In 1954, Savage took a Lanvin dress to Elizabeth Taylor who was staying at Hotel Meurice, Paris. Savage informed the press that Taylor would be wearing it at her film premiere that evening. When asked about the dress, Taylor replied, 'It's a Lanvin. Isn't it divine?' The resultant front page publicity prompted Paris's regulating fashion body, the Chambre Syndicale de la Couture, to drop its ruling that a fashion house must not reveal details of its clothing to the press for one month after the unveiling of a collection. This flaunting of the long-held convention 'catapulted Savage to the forefront of personality-driven PR' and marked the beginning of celebrity fashion public relations, one of Savage's major contributions to the fashion industry. It heralded the now common practice of red carpet arrivals and celebrity photo opportunities.

Savage recognised the potential of a young Yves Saint Laurent at the International Wool Secretariat in 1954. Together with the editor of French Vogue, Michel de Brunhoff, he introduced Saint Laurent to Dior. Following his stint at Lanvin, Savage was head of public relations at Nina Ricci for six years until the fashion industry went into decline in the late 1960s.

From 1969 until 1973, Savage worked closely with Vogue fashion editor Lady Clare Rendlesham to establish London's first YSL store in New Bond Street. In 1974, he settled permanently in London, living for many years in Camden Town. He set up the public relations firm Fashion Promotions for the advancement of British fashion. Savage played a key role in the launch of the New Wave, the first group designer fashion show ever held in London, which paved the way for London Fashion Week. In 1975, he launched The London Designer Collection Exhibition to tap into the US market for British fashion. He helped launch the careers of British fashion designers such as Zandra Rhodes, Bruce Oldfield, Katharine Hamnett and Wendy Dagworthy as well as encouraging the 'maverick talents' of Vivienne Westwood and John Galliano".

In 1981, Fashion Promotions went into receivership. Savage continued to mentor young designers and worked as Style and Fashion editor for Mayfair.

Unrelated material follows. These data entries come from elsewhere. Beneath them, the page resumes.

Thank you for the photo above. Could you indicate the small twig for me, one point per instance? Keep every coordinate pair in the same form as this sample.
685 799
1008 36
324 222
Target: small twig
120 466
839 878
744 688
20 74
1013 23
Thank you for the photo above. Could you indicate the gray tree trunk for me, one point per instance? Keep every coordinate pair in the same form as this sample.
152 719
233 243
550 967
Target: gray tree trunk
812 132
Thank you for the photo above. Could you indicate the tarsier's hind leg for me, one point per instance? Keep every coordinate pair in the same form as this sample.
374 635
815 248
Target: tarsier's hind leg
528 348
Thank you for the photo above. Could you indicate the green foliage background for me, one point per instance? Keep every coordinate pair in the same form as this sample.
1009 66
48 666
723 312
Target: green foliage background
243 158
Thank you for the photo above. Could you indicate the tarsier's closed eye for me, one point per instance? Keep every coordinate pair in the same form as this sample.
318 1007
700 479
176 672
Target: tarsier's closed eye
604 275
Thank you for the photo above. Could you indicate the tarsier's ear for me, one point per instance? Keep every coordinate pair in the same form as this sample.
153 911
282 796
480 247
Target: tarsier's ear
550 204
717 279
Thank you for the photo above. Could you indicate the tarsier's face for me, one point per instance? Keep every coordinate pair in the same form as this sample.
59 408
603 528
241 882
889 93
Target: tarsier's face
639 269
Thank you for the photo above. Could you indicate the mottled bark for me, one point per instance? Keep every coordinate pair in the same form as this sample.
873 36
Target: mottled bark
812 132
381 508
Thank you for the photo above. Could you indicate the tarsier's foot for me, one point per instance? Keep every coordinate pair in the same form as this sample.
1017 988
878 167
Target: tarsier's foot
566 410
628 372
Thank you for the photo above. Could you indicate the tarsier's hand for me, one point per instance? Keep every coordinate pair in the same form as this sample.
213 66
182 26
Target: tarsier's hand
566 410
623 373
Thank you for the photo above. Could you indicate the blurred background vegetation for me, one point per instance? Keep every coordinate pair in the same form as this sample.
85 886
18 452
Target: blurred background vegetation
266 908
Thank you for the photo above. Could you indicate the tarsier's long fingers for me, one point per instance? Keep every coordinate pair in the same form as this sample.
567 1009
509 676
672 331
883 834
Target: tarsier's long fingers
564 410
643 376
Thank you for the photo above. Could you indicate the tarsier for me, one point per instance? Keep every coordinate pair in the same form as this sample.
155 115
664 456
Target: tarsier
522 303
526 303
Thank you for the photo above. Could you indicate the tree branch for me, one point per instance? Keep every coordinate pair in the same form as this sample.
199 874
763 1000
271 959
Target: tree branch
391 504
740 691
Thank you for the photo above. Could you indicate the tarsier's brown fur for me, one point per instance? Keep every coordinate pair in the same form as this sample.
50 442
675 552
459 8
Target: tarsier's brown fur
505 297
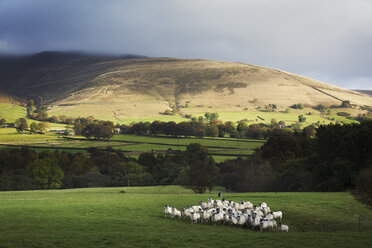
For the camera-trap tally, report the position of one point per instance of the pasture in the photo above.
(220, 148)
(134, 217)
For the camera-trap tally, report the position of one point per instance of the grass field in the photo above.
(105, 217)
(289, 118)
(221, 148)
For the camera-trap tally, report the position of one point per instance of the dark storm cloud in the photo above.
(327, 40)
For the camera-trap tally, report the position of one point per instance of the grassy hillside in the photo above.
(221, 149)
(118, 89)
(106, 217)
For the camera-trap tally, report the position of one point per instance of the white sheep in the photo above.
(195, 217)
(204, 205)
(175, 213)
(264, 225)
(273, 225)
(242, 220)
(255, 222)
(278, 214)
(206, 215)
(283, 228)
(233, 220)
(269, 216)
(263, 205)
(217, 218)
(265, 210)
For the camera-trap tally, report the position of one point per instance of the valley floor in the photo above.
(134, 217)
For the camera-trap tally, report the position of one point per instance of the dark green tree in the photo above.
(33, 127)
(21, 125)
(2, 122)
(200, 171)
(47, 173)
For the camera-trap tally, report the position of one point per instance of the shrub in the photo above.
(345, 114)
(301, 118)
(297, 106)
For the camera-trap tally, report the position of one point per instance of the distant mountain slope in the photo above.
(80, 84)
(367, 92)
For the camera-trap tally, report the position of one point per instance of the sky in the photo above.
(328, 40)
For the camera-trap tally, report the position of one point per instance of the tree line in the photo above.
(335, 158)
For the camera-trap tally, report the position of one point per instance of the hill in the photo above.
(115, 87)
(367, 92)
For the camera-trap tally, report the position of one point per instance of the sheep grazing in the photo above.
(167, 210)
(264, 225)
(175, 213)
(187, 213)
(255, 221)
(263, 205)
(233, 221)
(195, 217)
(204, 205)
(240, 214)
(217, 218)
(206, 215)
(283, 228)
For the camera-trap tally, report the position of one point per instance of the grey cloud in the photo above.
(328, 40)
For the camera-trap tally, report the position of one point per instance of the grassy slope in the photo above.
(104, 217)
(132, 143)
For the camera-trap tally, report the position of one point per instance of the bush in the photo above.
(297, 106)
(301, 118)
(364, 182)
(345, 114)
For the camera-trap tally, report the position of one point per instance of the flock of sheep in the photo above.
(243, 214)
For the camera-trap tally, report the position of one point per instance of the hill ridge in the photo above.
(150, 86)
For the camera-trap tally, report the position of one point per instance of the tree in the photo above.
(47, 173)
(21, 125)
(133, 172)
(211, 130)
(43, 126)
(2, 122)
(199, 173)
(33, 127)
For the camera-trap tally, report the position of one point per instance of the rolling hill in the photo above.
(133, 86)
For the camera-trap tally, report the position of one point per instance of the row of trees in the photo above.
(21, 125)
(94, 129)
(22, 169)
(335, 158)
(200, 129)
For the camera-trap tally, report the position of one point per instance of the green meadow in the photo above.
(134, 217)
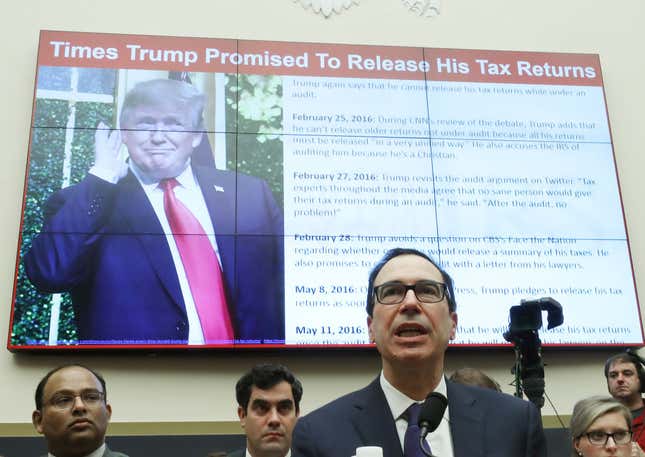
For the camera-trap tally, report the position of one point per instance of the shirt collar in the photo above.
(98, 452)
(398, 401)
(248, 454)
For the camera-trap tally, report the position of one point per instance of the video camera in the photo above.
(525, 320)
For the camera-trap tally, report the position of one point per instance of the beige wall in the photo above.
(199, 387)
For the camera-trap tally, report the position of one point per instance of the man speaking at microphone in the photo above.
(411, 317)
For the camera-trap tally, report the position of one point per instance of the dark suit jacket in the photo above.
(109, 453)
(238, 453)
(483, 423)
(103, 243)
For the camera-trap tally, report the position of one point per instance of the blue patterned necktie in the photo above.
(411, 446)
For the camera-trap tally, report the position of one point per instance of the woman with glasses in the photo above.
(601, 426)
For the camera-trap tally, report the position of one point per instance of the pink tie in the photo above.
(201, 265)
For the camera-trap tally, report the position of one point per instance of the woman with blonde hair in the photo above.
(601, 426)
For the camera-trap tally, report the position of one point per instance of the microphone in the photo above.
(430, 417)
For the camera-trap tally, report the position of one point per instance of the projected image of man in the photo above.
(625, 377)
(158, 249)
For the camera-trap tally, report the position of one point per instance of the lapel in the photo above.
(466, 422)
(142, 221)
(373, 421)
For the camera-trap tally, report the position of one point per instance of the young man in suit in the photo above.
(268, 400)
(156, 249)
(411, 317)
(72, 413)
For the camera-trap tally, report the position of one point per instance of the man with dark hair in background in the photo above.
(268, 400)
(157, 249)
(72, 412)
(411, 317)
(625, 377)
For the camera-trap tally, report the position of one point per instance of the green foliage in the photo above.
(254, 112)
(45, 176)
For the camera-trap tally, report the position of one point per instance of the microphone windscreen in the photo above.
(432, 411)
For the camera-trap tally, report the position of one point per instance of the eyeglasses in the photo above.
(599, 438)
(392, 293)
(66, 400)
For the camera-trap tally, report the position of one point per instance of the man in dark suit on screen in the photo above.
(411, 318)
(268, 400)
(156, 249)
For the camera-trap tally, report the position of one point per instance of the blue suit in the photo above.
(483, 423)
(103, 243)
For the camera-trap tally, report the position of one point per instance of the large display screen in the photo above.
(191, 192)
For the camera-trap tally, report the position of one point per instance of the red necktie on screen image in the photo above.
(201, 266)
(411, 446)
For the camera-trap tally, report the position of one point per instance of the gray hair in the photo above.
(156, 92)
(586, 411)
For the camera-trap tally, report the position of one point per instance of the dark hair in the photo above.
(396, 252)
(40, 389)
(264, 376)
(475, 377)
(626, 357)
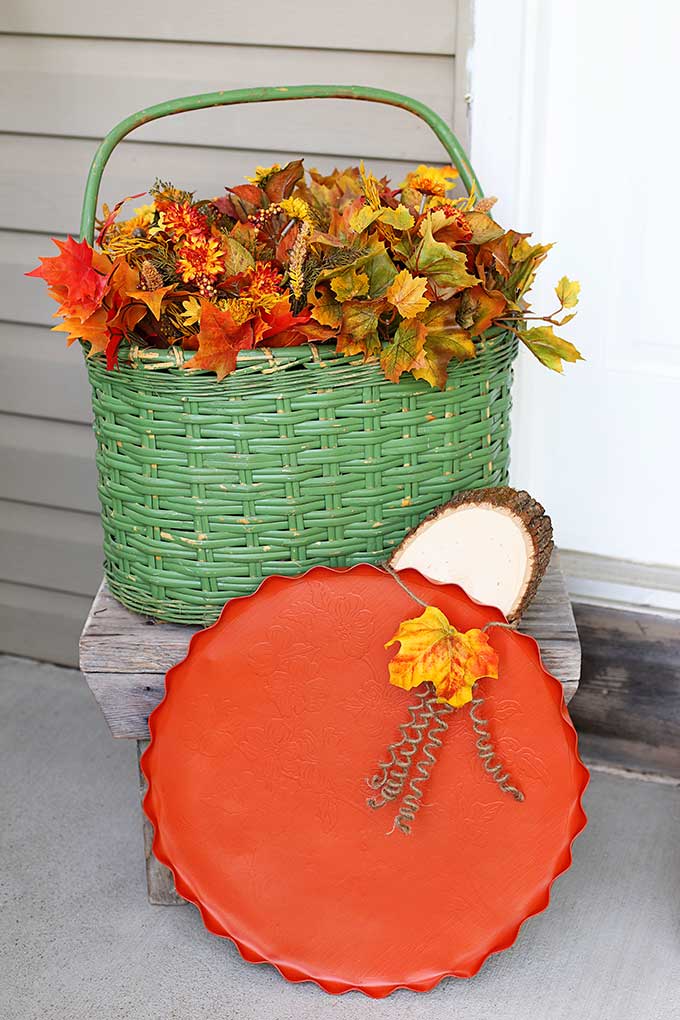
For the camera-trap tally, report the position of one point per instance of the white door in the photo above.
(574, 128)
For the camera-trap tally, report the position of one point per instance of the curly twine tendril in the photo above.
(426, 722)
(390, 776)
(486, 752)
(413, 801)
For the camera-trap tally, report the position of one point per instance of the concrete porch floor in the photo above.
(77, 938)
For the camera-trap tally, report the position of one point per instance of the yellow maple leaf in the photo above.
(152, 299)
(433, 651)
(406, 293)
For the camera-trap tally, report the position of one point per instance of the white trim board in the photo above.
(650, 588)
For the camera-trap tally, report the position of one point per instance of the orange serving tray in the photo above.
(257, 788)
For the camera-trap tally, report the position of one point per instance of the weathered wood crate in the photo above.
(124, 658)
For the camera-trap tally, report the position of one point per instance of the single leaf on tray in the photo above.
(433, 651)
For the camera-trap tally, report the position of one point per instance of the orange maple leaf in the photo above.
(219, 341)
(433, 651)
(94, 329)
(76, 277)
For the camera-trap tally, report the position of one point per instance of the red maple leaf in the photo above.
(77, 276)
(219, 341)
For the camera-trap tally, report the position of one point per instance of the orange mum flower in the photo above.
(460, 220)
(264, 288)
(182, 218)
(200, 257)
(431, 180)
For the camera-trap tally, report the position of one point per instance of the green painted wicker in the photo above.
(298, 458)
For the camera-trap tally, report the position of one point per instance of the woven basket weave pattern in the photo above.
(294, 460)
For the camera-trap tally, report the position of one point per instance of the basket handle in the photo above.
(267, 95)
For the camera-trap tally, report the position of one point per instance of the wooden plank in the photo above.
(631, 681)
(93, 84)
(41, 375)
(50, 548)
(48, 462)
(42, 177)
(358, 26)
(41, 624)
(124, 656)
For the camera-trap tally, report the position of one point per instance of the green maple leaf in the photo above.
(441, 264)
(550, 350)
(405, 351)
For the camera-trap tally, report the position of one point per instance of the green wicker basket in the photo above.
(299, 458)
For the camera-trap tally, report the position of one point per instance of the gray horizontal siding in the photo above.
(48, 462)
(356, 24)
(42, 176)
(41, 623)
(41, 376)
(44, 547)
(67, 73)
(75, 88)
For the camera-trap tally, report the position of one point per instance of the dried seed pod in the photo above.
(494, 543)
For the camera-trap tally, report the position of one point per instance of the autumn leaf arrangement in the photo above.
(442, 665)
(407, 276)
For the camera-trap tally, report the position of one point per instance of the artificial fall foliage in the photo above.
(433, 651)
(407, 276)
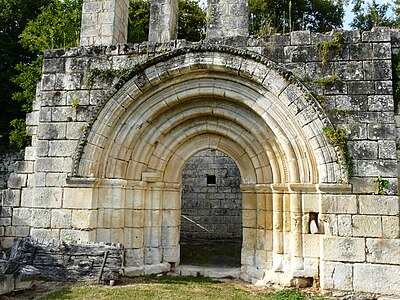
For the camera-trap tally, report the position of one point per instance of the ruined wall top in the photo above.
(106, 22)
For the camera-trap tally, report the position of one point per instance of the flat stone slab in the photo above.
(212, 272)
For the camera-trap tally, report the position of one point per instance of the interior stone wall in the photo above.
(217, 208)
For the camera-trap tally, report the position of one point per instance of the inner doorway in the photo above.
(211, 211)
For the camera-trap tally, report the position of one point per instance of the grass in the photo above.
(174, 288)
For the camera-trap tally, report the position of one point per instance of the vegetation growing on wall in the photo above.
(325, 48)
(337, 137)
(382, 185)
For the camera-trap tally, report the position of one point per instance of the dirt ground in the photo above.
(41, 288)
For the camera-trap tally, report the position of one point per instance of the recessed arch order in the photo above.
(173, 106)
(231, 99)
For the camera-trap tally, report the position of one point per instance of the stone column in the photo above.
(104, 22)
(227, 18)
(163, 21)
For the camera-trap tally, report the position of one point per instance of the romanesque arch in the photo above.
(170, 108)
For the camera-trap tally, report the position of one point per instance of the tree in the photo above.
(56, 26)
(371, 14)
(14, 15)
(139, 17)
(191, 20)
(269, 16)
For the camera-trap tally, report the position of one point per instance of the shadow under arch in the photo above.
(208, 97)
(211, 211)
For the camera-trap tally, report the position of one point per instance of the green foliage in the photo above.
(173, 287)
(335, 46)
(288, 15)
(102, 74)
(287, 295)
(371, 14)
(14, 15)
(27, 79)
(382, 184)
(75, 103)
(323, 82)
(18, 136)
(396, 79)
(57, 26)
(191, 21)
(139, 17)
(337, 137)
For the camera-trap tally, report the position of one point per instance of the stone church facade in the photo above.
(312, 132)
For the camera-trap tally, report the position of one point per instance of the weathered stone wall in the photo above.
(217, 208)
(358, 229)
(7, 166)
(104, 22)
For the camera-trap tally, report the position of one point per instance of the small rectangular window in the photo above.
(211, 179)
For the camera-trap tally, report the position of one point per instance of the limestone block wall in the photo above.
(217, 207)
(358, 228)
(104, 22)
(227, 18)
(163, 21)
(7, 166)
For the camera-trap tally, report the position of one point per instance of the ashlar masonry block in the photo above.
(343, 249)
(227, 18)
(163, 21)
(385, 278)
(104, 22)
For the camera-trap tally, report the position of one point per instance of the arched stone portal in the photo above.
(211, 211)
(160, 114)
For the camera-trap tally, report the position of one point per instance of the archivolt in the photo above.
(189, 100)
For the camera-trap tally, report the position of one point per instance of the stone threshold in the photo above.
(208, 271)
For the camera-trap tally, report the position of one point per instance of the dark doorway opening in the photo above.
(211, 211)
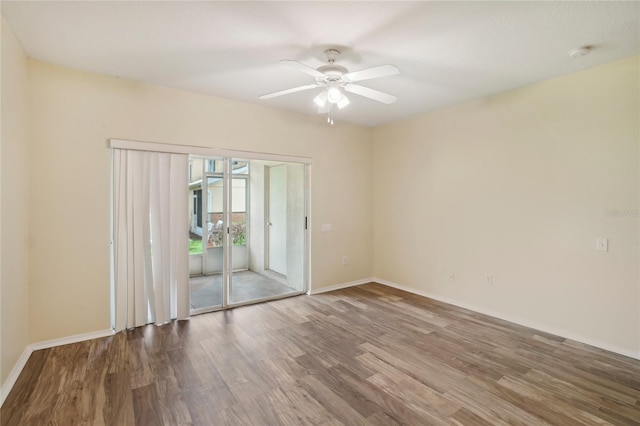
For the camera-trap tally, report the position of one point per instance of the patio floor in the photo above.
(206, 291)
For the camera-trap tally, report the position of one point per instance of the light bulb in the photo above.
(321, 99)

In 1988–90, he lectured at the American College in London (now known as the Intercontinental University) in Fashion Show Production and was highly revered by his students and fellow faculty.

==Public image==
Percy Savage had a 'striking presence' with a lanky 1.9 m frame, a trademark Gauloise cigarette and black Fedora hat. He was described by Suzy Menkes as an 'exotic, outlandish creature'. He is said to have been the inspiration for the name of the Dior men's fragrance 'Eau Sauvage'. He rubbed shoulders with the likes of Maria Callas, Nikita Khrushchev, Ginger Rogers and Rudolf Nureyev. For a time he had an open reservation at Maxim's on the Rue Royale, near the Champs-Elysées, and was much in demand at 'fashionable events, both high society and bohemian'. It is said that on his travels to source fur for the House of Dior, he was presented with a pair of cheetahs by the Emperor of Ethiopia, Haile Selassie, which he took for walks in the Bois de Boulogne.

==Death==

In 2000, Savage was diagnosed with macular degeneration and in 2002 he was diagnosed with prostate cancer. In 2007, he moved to Primrose Hill. He died in Marie Curie Hospice, Hampstead, on 12 August 2008, conducting Elgar's Pomp and Circumstance "March No. 4" from his bed.